De la fin des années soixante jusqu’au début des années soixante-dix, au cours des six missions habitées qui allèrent se poser sur notre satellite, les astronautes rapportèrent un paquet de souvenirs, près de 8000 photos, des rêves par milliers pour l’humanité, et quelques échantillons lunaires. Mais en réalité du point de vue des quantités, les membres de ces expéditions y ont laissé plus de choses qu’ils n’en ont ramené. Et tous ces témoins de notre passage y sont encore aujourd’hui. En prenant en compte les étages des fusées des missions Apollo et les 80 sondes américaines, russes, chinoises, japonaises ou indiennes qui sont, elles aussi, allées se poser sur la Lune, on pense que l’humanité y a laissé en tout près de 180 tonnes de matières d’origine terrestre. Alors qu’au total seuls 382 kilogrammes de roche provenant de notre satellite ont fait le chemin inverse. On y trouve pêle-mêle bon nombre de modules et de jeeps lunaires, des sacs de déchets, des caméras et même des paires de bottes conçues pour pouvoir y déambuler. Et si la grande majorité de ce qui s’y trouve encore est de l’ordre de l’équipement technique ou scientifique, on y trouve aussi une petite partie d’objets ou de traces qui sont peut-être plus symboliques. Là, maintenant, au moment où vous me lisez, il y a sur la Lune une plume de faucon! Elle y a été emmenée lors de la mission Apollo 15, pour démontrer par l’expérience, qu’en l’absence d’atmosphère, sans la résistance de l’air, une plume d’oiseau tombe aussi vite qu’un marteau.

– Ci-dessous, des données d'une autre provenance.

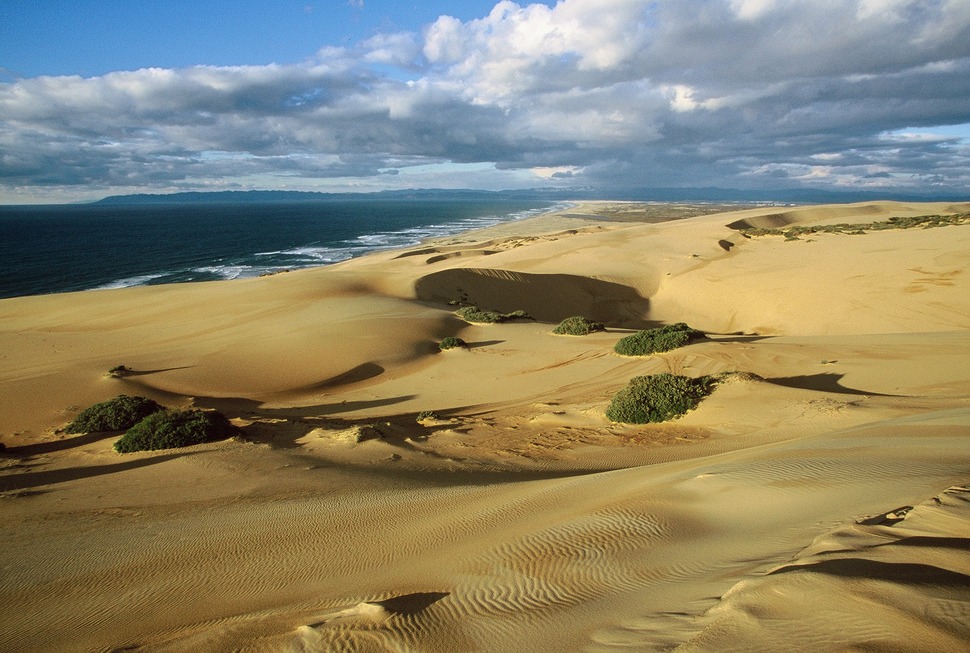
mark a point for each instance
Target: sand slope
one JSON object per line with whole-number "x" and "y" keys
{"x": 816, "y": 502}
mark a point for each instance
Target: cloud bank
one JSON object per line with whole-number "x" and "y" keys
{"x": 594, "y": 93}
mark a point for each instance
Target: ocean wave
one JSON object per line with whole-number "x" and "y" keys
{"x": 129, "y": 282}
{"x": 316, "y": 254}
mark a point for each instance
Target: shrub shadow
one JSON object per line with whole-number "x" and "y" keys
{"x": 825, "y": 382}
{"x": 26, "y": 480}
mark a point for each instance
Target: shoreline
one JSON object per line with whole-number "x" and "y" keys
{"x": 518, "y": 516}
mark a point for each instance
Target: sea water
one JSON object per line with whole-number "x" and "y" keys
{"x": 60, "y": 248}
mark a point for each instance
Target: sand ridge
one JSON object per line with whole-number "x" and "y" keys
{"x": 776, "y": 515}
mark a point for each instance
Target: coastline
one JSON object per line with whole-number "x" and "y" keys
{"x": 519, "y": 517}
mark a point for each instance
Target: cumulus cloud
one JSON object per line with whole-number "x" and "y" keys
{"x": 615, "y": 93}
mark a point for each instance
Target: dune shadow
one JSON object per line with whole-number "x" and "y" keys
{"x": 130, "y": 373}
{"x": 13, "y": 482}
{"x": 53, "y": 446}
{"x": 546, "y": 297}
{"x": 362, "y": 372}
{"x": 411, "y": 603}
{"x": 238, "y": 407}
{"x": 734, "y": 337}
{"x": 909, "y": 573}
{"x": 824, "y": 382}
{"x": 483, "y": 343}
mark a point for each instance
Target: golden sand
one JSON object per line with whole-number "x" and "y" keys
{"x": 819, "y": 502}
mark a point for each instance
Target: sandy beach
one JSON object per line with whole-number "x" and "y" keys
{"x": 819, "y": 500}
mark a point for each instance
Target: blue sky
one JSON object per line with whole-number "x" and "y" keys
{"x": 81, "y": 37}
{"x": 108, "y": 97}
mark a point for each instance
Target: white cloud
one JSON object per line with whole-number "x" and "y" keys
{"x": 607, "y": 92}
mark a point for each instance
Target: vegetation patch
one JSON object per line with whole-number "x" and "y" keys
{"x": 653, "y": 341}
{"x": 922, "y": 222}
{"x": 577, "y": 326}
{"x": 479, "y": 316}
{"x": 116, "y": 414}
{"x": 451, "y": 342}
{"x": 168, "y": 429}
{"x": 119, "y": 371}
{"x": 658, "y": 398}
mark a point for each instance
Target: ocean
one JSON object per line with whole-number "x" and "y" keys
{"x": 61, "y": 248}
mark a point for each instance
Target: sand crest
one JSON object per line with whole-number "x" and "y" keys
{"x": 817, "y": 500}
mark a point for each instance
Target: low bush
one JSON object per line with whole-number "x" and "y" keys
{"x": 577, "y": 326}
{"x": 475, "y": 314}
{"x": 169, "y": 429}
{"x": 653, "y": 341}
{"x": 119, "y": 371}
{"x": 658, "y": 398}
{"x": 116, "y": 414}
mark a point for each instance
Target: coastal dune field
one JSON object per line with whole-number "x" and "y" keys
{"x": 817, "y": 500}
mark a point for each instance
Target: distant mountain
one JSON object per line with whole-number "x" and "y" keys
{"x": 711, "y": 194}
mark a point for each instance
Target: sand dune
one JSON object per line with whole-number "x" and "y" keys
{"x": 817, "y": 500}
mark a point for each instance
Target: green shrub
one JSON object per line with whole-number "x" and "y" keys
{"x": 475, "y": 314}
{"x": 168, "y": 429}
{"x": 652, "y": 341}
{"x": 451, "y": 342}
{"x": 577, "y": 326}
{"x": 116, "y": 414}
{"x": 658, "y": 398}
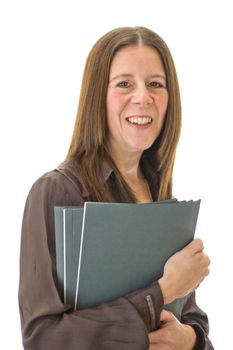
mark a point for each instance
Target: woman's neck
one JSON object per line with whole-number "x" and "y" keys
{"x": 129, "y": 167}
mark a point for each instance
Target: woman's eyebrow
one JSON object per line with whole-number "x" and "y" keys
{"x": 121, "y": 76}
{"x": 127, "y": 75}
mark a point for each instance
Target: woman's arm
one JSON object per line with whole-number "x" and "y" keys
{"x": 47, "y": 323}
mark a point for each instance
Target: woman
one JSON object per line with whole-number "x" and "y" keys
{"x": 123, "y": 149}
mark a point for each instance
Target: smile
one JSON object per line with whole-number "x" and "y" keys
{"x": 140, "y": 120}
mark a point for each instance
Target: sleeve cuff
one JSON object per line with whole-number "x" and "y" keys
{"x": 149, "y": 304}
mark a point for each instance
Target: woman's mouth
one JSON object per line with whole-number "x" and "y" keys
{"x": 139, "y": 120}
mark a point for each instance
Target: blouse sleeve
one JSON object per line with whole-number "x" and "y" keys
{"x": 195, "y": 317}
{"x": 48, "y": 323}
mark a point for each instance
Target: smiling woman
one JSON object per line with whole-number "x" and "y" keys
{"x": 137, "y": 100}
{"x": 122, "y": 150}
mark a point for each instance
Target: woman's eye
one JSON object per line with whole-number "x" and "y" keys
{"x": 155, "y": 84}
{"x": 123, "y": 84}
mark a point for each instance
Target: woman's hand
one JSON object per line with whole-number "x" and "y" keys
{"x": 172, "y": 334}
{"x": 184, "y": 271}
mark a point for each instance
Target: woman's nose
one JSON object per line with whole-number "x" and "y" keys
{"x": 141, "y": 96}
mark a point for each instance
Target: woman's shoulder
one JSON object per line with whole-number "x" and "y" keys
{"x": 58, "y": 183}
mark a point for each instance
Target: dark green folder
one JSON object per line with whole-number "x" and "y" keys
{"x": 112, "y": 249}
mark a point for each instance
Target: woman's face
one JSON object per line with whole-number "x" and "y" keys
{"x": 137, "y": 99}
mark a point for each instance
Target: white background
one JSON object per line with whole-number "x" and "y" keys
{"x": 43, "y": 46}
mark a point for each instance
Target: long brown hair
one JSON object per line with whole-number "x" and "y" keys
{"x": 88, "y": 145}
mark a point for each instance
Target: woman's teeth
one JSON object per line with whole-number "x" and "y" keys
{"x": 139, "y": 120}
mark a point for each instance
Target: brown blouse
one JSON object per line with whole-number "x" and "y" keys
{"x": 47, "y": 323}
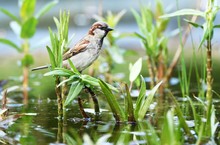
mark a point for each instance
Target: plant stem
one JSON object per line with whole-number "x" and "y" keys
{"x": 25, "y": 73}
{"x": 151, "y": 72}
{"x": 95, "y": 100}
{"x": 209, "y": 81}
{"x": 209, "y": 78}
{"x": 83, "y": 113}
{"x": 178, "y": 52}
{"x": 59, "y": 98}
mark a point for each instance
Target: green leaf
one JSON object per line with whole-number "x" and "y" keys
{"x": 217, "y": 26}
{"x": 145, "y": 106}
{"x": 52, "y": 59}
{"x": 179, "y": 113}
{"x": 29, "y": 28}
{"x": 184, "y": 12}
{"x": 27, "y": 9}
{"x": 194, "y": 24}
{"x": 27, "y": 60}
{"x": 75, "y": 89}
{"x": 90, "y": 80}
{"x": 116, "y": 54}
{"x": 10, "y": 43}
{"x": 141, "y": 97}
{"x": 46, "y": 8}
{"x": 129, "y": 105}
{"x": 58, "y": 72}
{"x": 16, "y": 28}
{"x": 73, "y": 68}
{"x": 113, "y": 103}
{"x": 9, "y": 14}
{"x": 135, "y": 70}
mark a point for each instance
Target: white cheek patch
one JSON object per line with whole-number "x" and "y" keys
{"x": 99, "y": 33}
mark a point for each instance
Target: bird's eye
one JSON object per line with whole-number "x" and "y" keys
{"x": 102, "y": 28}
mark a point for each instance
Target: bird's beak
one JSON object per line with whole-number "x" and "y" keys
{"x": 109, "y": 29}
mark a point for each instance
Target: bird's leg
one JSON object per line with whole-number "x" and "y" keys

Actuellement se trouve sur le sol grisâtre de notre satellite une statuette en aluminium d’une dizaine de centimètres posée en hommage à ceux qui ont laissé leur vie dans la conquête des cieux, ainsi que deux balles de golf apportées par l’astronaute Alan Shepard qui s’essaya là-haut, après avoir bricolé un club de fortune, au golf lunaire. Il y a même sur notre satellite une photo de famille de l’astronaute Charles Duke qui la déposa sur le sol lunaire, lors de la mission Apollo 16. Et après avoir passé un demi-siècle à la surface de la Lune, cette photographie est très certainement devenue – tout comme les six drapeaux américains plantés lors de chacune des missions – totalement décolorée par la puissance des rayonnements ultraviolets provenant du Soleil. Mais au-delà des objets techniques, scientifiques voire symboliques, ce qu’on y retrouve peut-être en plus grande quantité encore est quelque chose qui ne peut pas se peser. Ce sont les empreintes, les traces de notre passage. Car au cours des six missions Apollo, les 12 astronautes (à chaque mission l’un des trois astronautes restait en orbite lunaire pendant que ces deux collègues descendaient alunir) qui sont allés s’y poser ont passé au total 80 heures à l’extérieur de leurs modules, 300 heures en comptant le temps passé dans l’habitacle. 80 heures durant lesquelles ils ont souvent marché, sautillé et parfois roulé à la surface de la Lune. Au total, ils ont parcouru près d’une centaine de kilomètres à la surface de notre satellite. Toutes ces empreintes, de pas ou de pneu, existent encore aujourd’hui. Elles sont toujours là-haut, à 384 000 kilomètres de nous.

Depuis 2009, on peut même en voir les traces grâce à la sonde Lunar Reconnaissance Orbiter qui, dotée de puissants moyens d’imagerie, nous offre des vues hyper détaillées de la surface de notre satellite. Parmi tous les clichés réalisés par cette sonde, certains sont saisissants car on peut y voir, autour des sites d’alunissage, imprimés dans la poussière lunaire, comme consignés, les souvenirs figés des mouvements des premiers humains dans l’espace.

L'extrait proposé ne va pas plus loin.